Bicycling Means Business

Businessman Mike Glauser’s 4,000-mile quest to discover the keys to successful startups

Finishing 4 000 Mile Bike Ride 57aa3428e1005

When Mike Glauser goes for a spin on his Fazzari performance bicycle, it is more than just a joyride. Bicycling means business to this committed cyclist, who spent 45 days shifting gears as he moved from entrepreneur and management professor to author in a 4,000-mile cross-country cycling expedition that taught him being in business is a lot like bicycling--you can always vary your speed, change your direction and control your destination.

The executive director of the Clark Center for Entrepreneurship began his journey long before any rubber met the road when an Oxford University study revealed that 47 percent of jobs across 702 occupations will become obsolete over the next decade.

Why?
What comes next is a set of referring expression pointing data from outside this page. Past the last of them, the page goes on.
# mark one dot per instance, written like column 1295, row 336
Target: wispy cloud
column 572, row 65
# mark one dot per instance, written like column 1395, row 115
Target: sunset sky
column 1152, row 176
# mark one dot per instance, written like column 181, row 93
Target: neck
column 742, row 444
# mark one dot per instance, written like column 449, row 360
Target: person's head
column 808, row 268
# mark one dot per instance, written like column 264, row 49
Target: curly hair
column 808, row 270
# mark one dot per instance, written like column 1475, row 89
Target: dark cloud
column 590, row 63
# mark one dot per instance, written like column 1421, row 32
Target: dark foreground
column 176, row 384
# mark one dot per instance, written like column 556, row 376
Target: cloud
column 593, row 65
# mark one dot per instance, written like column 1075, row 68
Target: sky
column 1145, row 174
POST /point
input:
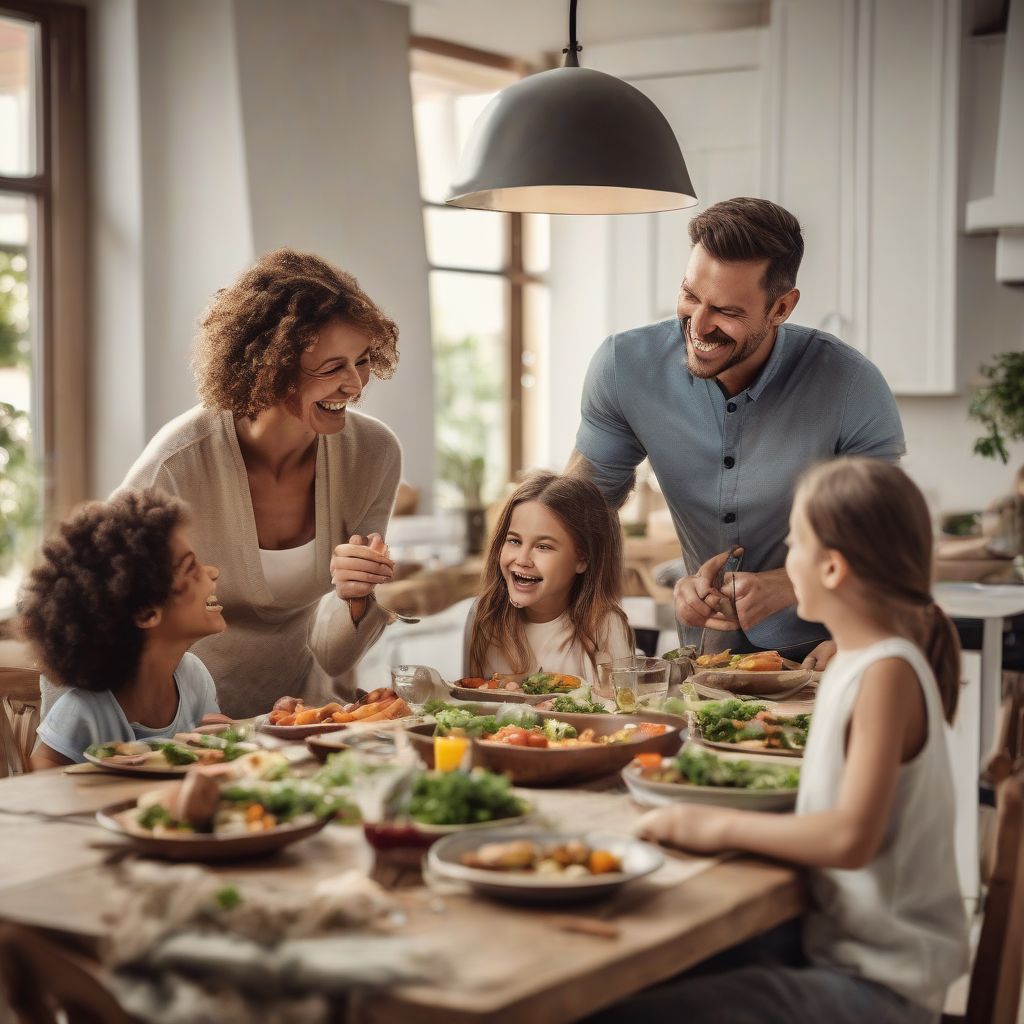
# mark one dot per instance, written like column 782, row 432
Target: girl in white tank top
column 875, row 813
In a word, “automation,” says the 60-year-old businessman who has launched six companies over the span of his career. “Anything that can be automated, will be automated,” he says. In supply chain and logistics, this will become increasingly acute as delivery drones, e-commerce, robotics in manufacturing, and driverless vehicles become the norm rather than the exception.
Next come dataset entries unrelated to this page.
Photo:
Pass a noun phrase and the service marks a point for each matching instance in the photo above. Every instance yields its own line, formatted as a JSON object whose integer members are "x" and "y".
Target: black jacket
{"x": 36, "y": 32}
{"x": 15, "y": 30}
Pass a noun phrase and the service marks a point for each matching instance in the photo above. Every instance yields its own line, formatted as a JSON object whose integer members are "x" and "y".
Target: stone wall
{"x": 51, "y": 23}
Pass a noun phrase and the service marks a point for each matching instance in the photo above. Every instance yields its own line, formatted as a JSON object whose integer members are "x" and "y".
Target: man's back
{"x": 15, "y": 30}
 In fact, this day has already arrived. Foxconn Technology Group, a Taiwanese multinational electronics contract manufacturer, just eliminated 6,000 employees by adding robotics to its lines; a trend Glauser predicts will continue.

“There will be great jobs for people in software engineering, hardware and app development, Big Data analytics and robotics, but those new jobs are not going to fully replace the ones lost in retailing, manufacturing and logistics,” he says. “More and more of us are going to have to produce our own positions … and take responsibility for creating our own livelihoods.”

Not only that, but the latest Gallup Engagement Survey showed that 70 percent U.S. workers do not like their jobs, nor are they engaged in their work. “They do it because they have to do it,” Glauser says. “Now, people are increasingly saying they are not going to do this anymore. The largest groups of entrepreneurs starting new companies are age 50 or more.”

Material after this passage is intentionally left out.